A bunch of absolute manufactured crap that nobody wants, based on a hoax, leading Harvard Business Review people to blog that what we need to do is simply give everybody raises. Oh, that’s easy! Henry Ford mighta done this. You know why he did it? Henry Ford had a startup. Henry Ford had to make sure the people making the damn car could own one. If it was ever gonna become a mass-appeal product, he had to make sure that the people making it could buy one, and so he did. It was part of his overall business investment strategy. He didn’t do it out of the goodness of his heart. He wasn’t doing it to revive the economy. He was doing it to sell his brand-new product, to make it appeal to the masses.

He knew it was gonna make it if only the super rich like the Kennedys could afford one. So you have these people like this New Castrati guy that called (and believe me, there’s a lot of them) that think there’s a guaranteed super lifestyle in this country. All you have to do is be born, that you’re gonna get a brand-new and better iPod or iPhone or iPad every year, a brand-new newer computer every year. A new car, it’s just gonna happen, without the slightest bit of understanding how it happens. It’s just an expectation. Now, Henry Ford’s $5-a-day salary is equal to $111 a day in 2008 dollars. I got this website that does this inflation calculation, this figuring stuff. You can put in there any number for any year and find out what it would be equivalent to.
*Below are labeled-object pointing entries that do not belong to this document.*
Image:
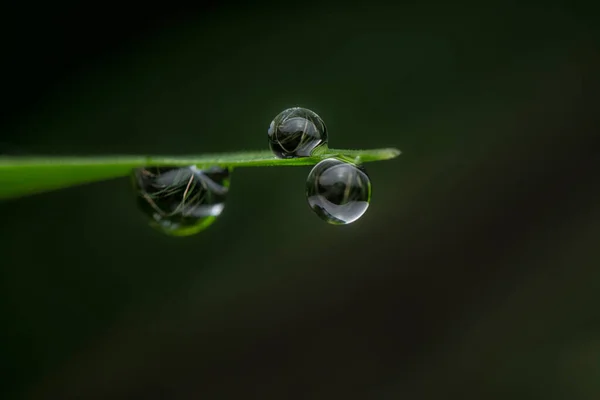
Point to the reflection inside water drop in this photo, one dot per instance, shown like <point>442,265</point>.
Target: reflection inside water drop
<point>297,132</point>
<point>181,201</point>
<point>338,191</point>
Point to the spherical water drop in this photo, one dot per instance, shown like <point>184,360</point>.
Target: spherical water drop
<point>296,132</point>
<point>181,201</point>
<point>338,191</point>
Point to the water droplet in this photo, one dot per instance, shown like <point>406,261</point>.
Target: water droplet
<point>338,191</point>
<point>297,132</point>
<point>181,201</point>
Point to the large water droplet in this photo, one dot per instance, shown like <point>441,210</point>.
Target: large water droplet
<point>338,191</point>
<point>297,132</point>
<point>181,201</point>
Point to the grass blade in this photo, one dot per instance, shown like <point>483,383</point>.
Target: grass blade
<point>20,176</point>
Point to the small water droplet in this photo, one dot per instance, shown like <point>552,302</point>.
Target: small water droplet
<point>338,191</point>
<point>296,132</point>
<point>181,201</point>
Five dollars a day in Henry Ford’s day is $110 a day. You think you could buy a car for $111 a day today? Well, you could buy a car, but I don’t think you could buy a top-of-the-line car, what have you. You certainly couldn’t buy the state-of-the-art, which the Henry Ford car was at the time. It’s basically $700 a week. It’s not chump change, not chump change, but my point is a lot of people are already earning that anyway (those that are still working) and if you work at the government it’s even more than that. By the way, another thing I should point out that this Harvard business guy said: Henry Ford had to pay ’em five bucks a day because he was having trouble finding people to work for $2.50 a day. That’s what they don’t tell you.